Have you ever noticed that you just feel better when you're surrounded by something beautiful?
Kathryn Gustafson has spent her life creating beauty, and you’ve likely been touched by it. Her landscape architecture firm GGN, which is based in Seattle, was chosen to design the new National Museum for African American History and Culture.
It was a huge honor for Gustafson, whose work can be seen in landmarks in Seattle and throughout the world. The Princess Diana Memorial Fountain, the National Portrait Gallery in D.C. and the Gardens of Imagination in France, to name a few. But designing the massive space around the new African American Museum would mean a lasting legacy on the National Mall and more notably a role in telling an American story.
She and her partner, Rodrigo Abela, had to compete for the opportunity. They spent hundreds of hours developing their vision for the landscape on what would be the final museum on the National Mall.
Their firm, Gustafson Guthrie Nichol, has had a hand in changing the landscape of notable spots in Seattle: Seattle's City Hall, McCaw Hall and Lower Rainer Vista and the new Pedestrian Land Bridge.
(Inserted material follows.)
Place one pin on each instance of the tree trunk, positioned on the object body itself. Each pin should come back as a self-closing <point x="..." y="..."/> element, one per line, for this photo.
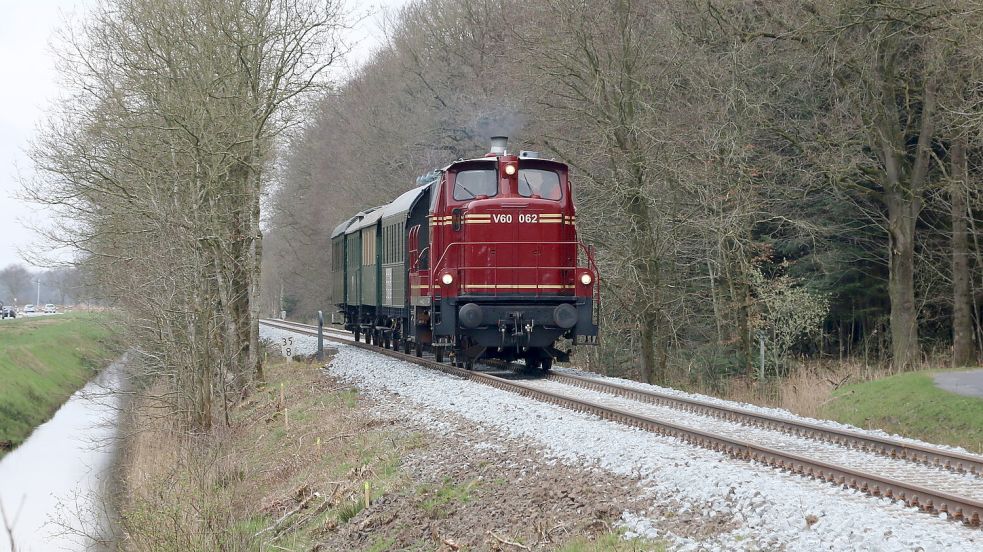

They smash together art, culture, and the environment, with the ultimate goal of simply making life better.
“When beauty touches you, you become more generous, you become more tolerant, you become a different member of society," Gustafson said.
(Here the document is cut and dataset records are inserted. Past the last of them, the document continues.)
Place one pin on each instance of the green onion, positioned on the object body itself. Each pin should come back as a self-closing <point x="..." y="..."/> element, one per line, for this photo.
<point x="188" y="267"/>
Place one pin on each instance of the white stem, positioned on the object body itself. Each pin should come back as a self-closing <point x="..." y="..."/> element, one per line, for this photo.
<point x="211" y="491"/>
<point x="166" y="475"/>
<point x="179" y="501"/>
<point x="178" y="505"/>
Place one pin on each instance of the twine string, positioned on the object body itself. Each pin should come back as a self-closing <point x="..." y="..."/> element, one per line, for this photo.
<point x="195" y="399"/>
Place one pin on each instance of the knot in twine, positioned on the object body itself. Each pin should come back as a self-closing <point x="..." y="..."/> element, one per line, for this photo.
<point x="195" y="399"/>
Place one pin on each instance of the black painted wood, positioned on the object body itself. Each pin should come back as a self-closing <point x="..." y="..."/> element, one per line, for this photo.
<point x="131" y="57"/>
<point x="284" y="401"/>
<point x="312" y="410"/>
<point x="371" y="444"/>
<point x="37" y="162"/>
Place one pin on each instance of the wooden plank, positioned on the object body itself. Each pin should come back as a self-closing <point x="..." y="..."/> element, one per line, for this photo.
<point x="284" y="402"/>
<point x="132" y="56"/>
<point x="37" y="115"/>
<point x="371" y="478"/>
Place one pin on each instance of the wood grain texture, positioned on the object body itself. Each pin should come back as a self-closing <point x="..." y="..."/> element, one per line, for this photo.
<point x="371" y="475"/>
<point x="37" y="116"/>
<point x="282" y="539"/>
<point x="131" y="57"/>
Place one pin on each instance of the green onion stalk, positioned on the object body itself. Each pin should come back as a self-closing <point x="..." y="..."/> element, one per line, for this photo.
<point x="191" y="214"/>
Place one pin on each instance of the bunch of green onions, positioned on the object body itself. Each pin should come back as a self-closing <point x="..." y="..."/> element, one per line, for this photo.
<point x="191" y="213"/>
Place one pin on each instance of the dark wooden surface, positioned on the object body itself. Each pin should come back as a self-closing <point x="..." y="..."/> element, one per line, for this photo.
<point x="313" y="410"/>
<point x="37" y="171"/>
After months of preparation for the African American museum project, public input on their designs and a vote put Gustafson and Abela on top.
“You're always surprised. You really work hard, and you hope you get selected, and when you get selected it's like YES!"
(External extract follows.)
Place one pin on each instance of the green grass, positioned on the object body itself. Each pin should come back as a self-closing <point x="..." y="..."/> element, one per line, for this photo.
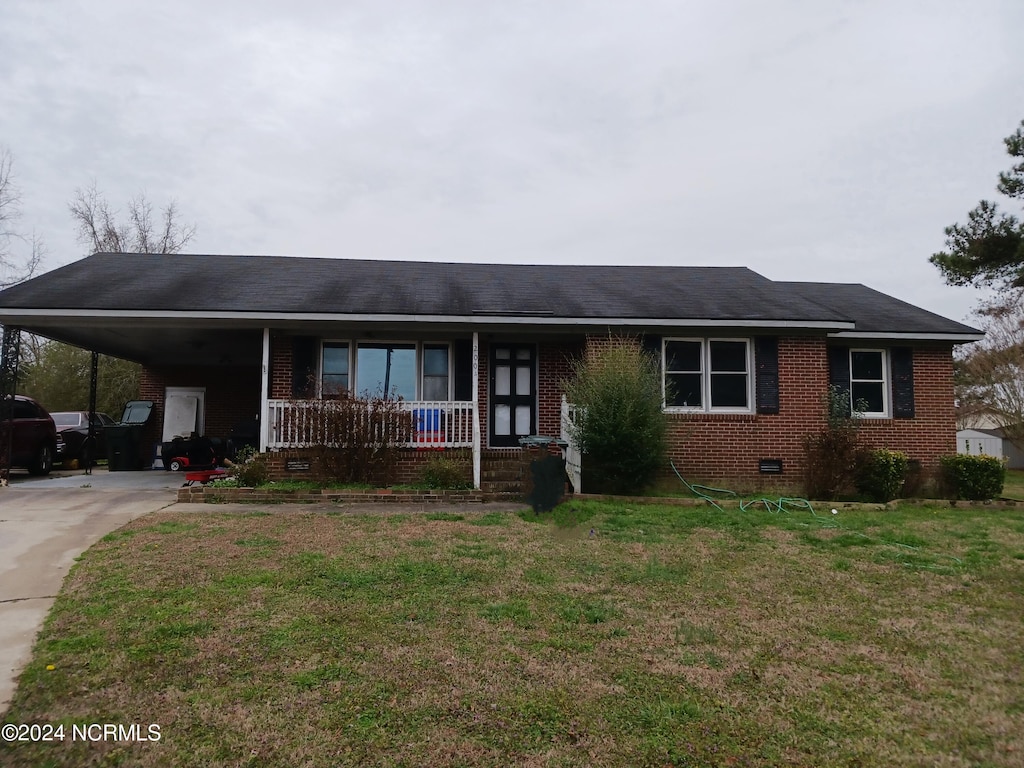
<point x="603" y="634"/>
But as the last site to be built on the National Mall, the responsibility was real.
“It's a big burden to carry getting it right. We struggled," said Abela.
It took nine years to design and construct, and finally, on September 24, it opened.
Gustafson, Abela and the rest of the GGN team celebrated with a star-studded crowd.
The journey for the people this museum represents was given a voice.
The full scope of their work is still hard to see because of the barriers still needed to manage crowds. But as time passes, the story of hope, resiliency, and spirituality will break through.
In February during Black History Month, 400,000 blue toned crocuses will blanket the landscape. Blue is a color of protection in African American culture, and here, it symbolizes the arrival into a safe place.
“We wanted something that you are always crossing over, something to come to the museum.”
Everything here speaks, part of an American story woven into the landscape
Abela emigrated from Bolivia as a child. While teaching a class at UVA, Gustafson fell in love with his work and convinced him to move to Seattle. The rest, as they say, is history.
As for what's next for these two? A project in San Antonio and another in Hong Kong.